Once upon a time, way back in 2009, a certain person who wishes to remain anonymous attended a jatropha conference somewhere in West Africa. For several days one listened to many esteemed experts from all over the world giving impressive presentations about all the proof they had from their studies that jatropha was definitely the best thing since sliced bread.
Your man Anonymous also gave a presentation, but it went against the conference’s grain by cautioning that it was premature and misleading to tout benefits for which there simply wasn’t enough evidence. Poor Anonymous almost got laughed out of the room. At tea break he was almost accosted by a senior official of the host country’s government, which had invested heavily in jatropha cultivation with the support of its former colonial power. The official made it clear he was neither impressed nor amused by Anonymous’ presentation.
And now, at the end of 2012, a mere three years later but seemingly a lot longer in jatropha years? There seems to be an emerging consensus that jatropha is not what it was once cracked up to be. Anonymous has often wondered what the senior jatropha official of country X would say today about the prematurely heavy investment he confidently assured his government would quickly, handsomely pay off.
Among those to lose millions of dollars on the jatropha gamble have been once brilliant-sounding investors from Britain, Sweden and elsewhere. They were going to make clean, green, politically-correct jatropha biodiesel fortunes in countries as disparate as Ghana in West Africa and Tanzania in East Africa. Almost all these once highly, glowingly publicised investments have gone bust.
The main reason that these jatropha dreams collapsed is very simple- a failure to heed the lessons of a course every farmer has out of necessity taken in the field-Common Sense 101. Saying a crop is drought tolerant, hardy and can survive in harsh conditions is very different from saying that plant will produce optimally or profitably in those conditions. Incredibly, there were many entrepreneurs who were able to sweet talk normally hard-headed investors out of millions of dollars in capital for jatropha projects without asking the basic questions of Farming Common Sense 101.

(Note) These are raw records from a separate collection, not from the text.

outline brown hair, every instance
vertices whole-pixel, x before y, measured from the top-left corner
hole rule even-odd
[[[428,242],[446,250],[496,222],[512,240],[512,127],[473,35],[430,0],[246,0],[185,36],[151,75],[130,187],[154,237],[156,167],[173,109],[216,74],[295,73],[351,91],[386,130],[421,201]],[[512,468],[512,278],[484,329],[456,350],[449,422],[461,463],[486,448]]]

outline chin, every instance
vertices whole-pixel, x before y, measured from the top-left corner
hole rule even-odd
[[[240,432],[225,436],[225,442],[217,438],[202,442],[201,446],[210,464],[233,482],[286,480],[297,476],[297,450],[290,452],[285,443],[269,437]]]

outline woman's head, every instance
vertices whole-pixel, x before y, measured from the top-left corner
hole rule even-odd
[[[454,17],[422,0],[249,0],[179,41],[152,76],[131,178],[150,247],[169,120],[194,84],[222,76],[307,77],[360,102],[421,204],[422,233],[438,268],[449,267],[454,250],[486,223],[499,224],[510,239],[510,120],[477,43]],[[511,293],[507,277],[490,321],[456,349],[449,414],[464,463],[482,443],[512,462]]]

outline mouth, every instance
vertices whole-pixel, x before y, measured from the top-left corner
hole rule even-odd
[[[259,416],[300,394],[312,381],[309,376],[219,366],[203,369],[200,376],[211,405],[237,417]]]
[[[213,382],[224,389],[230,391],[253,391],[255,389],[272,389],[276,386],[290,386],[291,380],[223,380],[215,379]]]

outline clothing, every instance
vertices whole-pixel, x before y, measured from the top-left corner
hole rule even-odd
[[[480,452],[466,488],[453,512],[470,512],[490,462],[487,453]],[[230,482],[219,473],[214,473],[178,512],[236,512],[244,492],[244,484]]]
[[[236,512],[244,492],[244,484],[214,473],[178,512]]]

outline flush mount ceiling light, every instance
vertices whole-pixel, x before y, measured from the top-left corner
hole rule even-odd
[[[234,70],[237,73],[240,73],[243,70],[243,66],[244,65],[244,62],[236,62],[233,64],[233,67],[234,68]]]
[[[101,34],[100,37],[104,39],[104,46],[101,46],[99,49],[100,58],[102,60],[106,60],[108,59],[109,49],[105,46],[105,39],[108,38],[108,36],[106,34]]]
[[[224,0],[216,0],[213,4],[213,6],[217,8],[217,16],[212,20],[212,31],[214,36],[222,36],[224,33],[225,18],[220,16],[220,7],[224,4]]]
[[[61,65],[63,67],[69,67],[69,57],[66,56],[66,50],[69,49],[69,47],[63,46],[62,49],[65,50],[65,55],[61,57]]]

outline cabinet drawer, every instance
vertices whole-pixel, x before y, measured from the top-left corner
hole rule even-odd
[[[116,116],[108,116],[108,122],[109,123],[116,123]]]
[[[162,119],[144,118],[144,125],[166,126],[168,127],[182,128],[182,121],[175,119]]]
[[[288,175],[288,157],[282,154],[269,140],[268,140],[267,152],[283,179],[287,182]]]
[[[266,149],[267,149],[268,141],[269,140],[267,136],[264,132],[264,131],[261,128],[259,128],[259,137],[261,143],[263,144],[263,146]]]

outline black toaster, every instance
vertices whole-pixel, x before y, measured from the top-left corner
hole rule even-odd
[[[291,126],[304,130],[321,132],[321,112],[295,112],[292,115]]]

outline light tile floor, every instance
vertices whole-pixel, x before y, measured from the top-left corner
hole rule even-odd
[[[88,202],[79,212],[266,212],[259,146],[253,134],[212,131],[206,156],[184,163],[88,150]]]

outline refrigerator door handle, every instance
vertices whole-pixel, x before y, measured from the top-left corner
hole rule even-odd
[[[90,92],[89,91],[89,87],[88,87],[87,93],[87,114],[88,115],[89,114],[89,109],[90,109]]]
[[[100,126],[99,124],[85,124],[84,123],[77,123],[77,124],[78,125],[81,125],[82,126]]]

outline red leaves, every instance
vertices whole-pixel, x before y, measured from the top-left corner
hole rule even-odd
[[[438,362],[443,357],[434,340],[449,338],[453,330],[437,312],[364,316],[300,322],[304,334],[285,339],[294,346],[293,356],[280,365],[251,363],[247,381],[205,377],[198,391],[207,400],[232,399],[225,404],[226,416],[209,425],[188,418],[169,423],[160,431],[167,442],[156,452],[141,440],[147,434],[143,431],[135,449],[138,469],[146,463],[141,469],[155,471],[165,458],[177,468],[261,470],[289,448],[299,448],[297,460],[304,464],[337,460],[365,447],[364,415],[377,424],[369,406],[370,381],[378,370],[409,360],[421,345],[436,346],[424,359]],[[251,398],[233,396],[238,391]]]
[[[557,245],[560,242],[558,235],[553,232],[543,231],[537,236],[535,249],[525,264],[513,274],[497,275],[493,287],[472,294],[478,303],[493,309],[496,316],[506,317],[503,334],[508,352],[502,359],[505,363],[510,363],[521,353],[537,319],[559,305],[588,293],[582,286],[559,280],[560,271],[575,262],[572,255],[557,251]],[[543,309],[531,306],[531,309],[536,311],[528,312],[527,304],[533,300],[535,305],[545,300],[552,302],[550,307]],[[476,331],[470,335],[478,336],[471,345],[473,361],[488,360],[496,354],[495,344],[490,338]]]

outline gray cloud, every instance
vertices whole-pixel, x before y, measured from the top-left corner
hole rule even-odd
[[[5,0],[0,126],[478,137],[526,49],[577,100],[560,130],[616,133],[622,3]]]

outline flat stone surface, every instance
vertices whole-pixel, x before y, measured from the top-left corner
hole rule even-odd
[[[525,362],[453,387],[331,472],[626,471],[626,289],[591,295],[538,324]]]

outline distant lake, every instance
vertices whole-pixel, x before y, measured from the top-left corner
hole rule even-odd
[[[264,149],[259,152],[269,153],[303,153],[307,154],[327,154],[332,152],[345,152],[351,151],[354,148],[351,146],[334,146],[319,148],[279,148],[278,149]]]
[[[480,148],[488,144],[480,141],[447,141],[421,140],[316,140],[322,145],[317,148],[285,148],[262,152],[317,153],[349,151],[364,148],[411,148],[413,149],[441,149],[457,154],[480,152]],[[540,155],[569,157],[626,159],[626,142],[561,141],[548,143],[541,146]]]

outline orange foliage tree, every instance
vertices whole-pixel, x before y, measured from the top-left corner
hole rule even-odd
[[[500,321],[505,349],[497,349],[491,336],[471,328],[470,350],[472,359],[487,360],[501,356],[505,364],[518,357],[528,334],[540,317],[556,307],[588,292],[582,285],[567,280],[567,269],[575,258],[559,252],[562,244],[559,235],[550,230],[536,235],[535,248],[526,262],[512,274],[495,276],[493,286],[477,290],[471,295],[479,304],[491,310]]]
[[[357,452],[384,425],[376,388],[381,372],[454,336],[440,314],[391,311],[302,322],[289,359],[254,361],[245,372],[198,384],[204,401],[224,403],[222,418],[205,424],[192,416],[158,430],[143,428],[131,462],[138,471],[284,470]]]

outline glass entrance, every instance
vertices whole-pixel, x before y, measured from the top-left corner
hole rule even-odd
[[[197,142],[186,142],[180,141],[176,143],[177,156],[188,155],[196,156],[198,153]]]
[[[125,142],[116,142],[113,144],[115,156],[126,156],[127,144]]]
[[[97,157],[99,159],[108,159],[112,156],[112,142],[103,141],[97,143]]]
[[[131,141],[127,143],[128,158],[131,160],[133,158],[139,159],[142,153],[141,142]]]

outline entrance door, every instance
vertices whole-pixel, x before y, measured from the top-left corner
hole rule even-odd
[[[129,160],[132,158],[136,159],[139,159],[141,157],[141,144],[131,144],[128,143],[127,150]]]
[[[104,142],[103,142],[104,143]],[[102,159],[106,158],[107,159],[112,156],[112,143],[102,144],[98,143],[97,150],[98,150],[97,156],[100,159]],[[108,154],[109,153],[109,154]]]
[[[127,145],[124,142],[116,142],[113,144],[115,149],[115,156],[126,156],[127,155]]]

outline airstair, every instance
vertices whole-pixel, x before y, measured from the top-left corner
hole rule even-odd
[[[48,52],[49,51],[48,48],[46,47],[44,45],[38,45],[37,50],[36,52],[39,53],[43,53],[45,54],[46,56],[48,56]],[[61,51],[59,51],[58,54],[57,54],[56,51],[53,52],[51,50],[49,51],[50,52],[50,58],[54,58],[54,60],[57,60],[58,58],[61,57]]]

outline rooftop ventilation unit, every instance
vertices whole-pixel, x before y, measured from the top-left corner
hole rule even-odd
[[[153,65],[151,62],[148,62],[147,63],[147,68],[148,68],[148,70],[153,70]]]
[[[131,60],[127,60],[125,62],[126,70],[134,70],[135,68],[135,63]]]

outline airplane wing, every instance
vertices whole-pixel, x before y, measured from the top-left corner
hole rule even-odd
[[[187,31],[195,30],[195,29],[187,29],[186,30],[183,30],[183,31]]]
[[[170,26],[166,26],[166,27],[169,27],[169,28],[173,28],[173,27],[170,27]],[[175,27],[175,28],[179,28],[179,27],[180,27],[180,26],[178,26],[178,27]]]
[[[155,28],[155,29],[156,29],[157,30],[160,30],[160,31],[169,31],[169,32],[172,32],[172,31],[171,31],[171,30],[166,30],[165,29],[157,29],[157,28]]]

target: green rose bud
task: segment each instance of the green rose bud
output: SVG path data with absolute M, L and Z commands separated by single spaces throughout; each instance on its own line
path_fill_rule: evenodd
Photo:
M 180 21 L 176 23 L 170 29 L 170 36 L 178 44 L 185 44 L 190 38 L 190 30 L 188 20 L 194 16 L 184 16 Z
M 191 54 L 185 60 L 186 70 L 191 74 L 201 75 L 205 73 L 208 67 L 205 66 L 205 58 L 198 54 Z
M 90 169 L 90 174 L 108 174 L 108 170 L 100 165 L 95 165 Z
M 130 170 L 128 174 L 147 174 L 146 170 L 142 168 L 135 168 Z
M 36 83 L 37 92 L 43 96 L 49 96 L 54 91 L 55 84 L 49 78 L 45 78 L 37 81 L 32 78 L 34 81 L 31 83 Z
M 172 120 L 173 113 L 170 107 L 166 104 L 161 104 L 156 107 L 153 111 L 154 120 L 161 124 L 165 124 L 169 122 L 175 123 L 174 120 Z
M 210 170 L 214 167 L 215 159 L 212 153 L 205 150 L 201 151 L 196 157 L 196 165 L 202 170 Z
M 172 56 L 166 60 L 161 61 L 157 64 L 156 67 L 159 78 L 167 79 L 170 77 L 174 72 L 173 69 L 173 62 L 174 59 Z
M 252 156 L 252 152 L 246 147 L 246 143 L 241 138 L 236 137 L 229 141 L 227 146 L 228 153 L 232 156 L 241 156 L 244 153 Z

Anonymous was so surprised and disillusioned by the jatropha recklessness that he has never been able to be as knee-jerkingly excited at news of any big new farming investment that it is claimed is going to easily, quickly make its promoters millionaires.
If only farming, business and life were that easy.
The article that prompted these jatropha musings is not a particularly deep treatment of the subject, but it is mildly interesting. And as it points out, the busting of the jatropha boom does not mean that the crop does not still have a useful future.